Hands Down: Charlie Shaw, Butcher

This is the fifth in a series of interviews from MEMORANDUM, a collaborative journal celebrating craft, community and nature. This week Harriet Walker speaks to Charlie Shaw, Butcher.


Charlie Shaw isn’t like the red-faced, village butchers of old. He’s jolly, yes, but he’s also 29, a bit of a hipster and his shop Flock and Herd is on Peckham’s trendy Bellenden Road in South-East London. “When I used to tell people I was a butcher, they’d react like it wasn’t a great thing,” he says, “but now they respect me for doing a craft.”

And it’s true. Shaw completes a process as much as any artist or artisan does, from beginning to end, working with his hands and the sharp blades of his tools.

“Ages ago I chopped my finger badly and I couldn’t do anything,” he says. “It’s like a pencil to an artist or whatever- co-ordination between your eyes and your hands is crucial.”

Crucial too is the recognition of provenance.
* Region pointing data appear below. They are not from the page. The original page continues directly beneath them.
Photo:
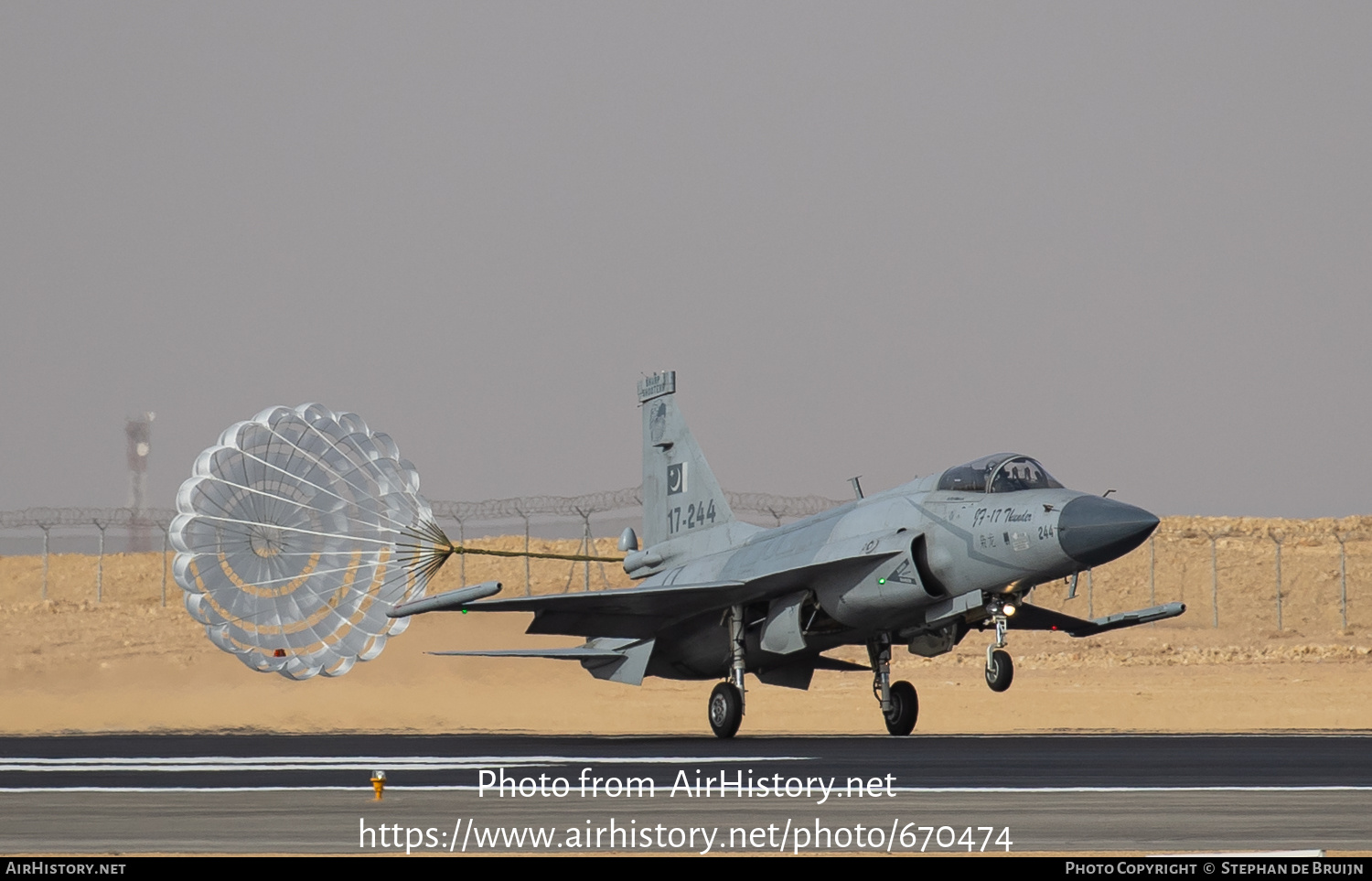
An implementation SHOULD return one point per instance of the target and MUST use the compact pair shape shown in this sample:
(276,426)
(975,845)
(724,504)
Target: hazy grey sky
(1133,241)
This is at the heart of Shaw’s job, authenitcating the meat he sells and presenting himself as the link between it and his customers.
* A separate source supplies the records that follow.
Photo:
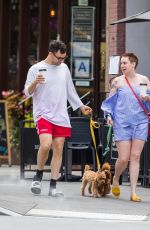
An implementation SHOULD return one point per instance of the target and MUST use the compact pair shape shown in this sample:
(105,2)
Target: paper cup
(43,73)
(143,89)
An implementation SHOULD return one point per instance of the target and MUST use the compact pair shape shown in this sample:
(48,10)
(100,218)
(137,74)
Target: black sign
(4,132)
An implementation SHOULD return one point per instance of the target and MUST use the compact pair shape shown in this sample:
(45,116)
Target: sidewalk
(16,199)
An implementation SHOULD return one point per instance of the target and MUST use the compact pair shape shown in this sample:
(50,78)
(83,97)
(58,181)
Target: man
(50,92)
“We speak to the abattoirs on a weekly basis,” he says. ” It’s all part of it and you’ve got to see it. But it’s done quickly and humanely. And we get quality by building relationships with our suppliers.”
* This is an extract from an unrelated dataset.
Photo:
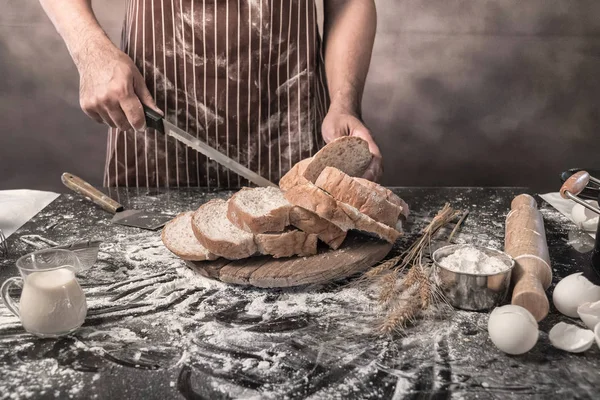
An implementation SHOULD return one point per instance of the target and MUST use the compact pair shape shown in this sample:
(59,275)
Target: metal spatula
(136,218)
“We can serve the lollipop lady up the road a load of chicken carcasses or we’ll serve somebody who’s a multimillionaire and lives abroad for tax reasons. It doesn’t bother me, as long as theyre polite and engaged.”

It does bother his girlfriend though. “Sometimes I go home and she says, ‘ Ooh you smell really meaty.’ And I won’t have done anything different

“I always wash my hands after a shift.”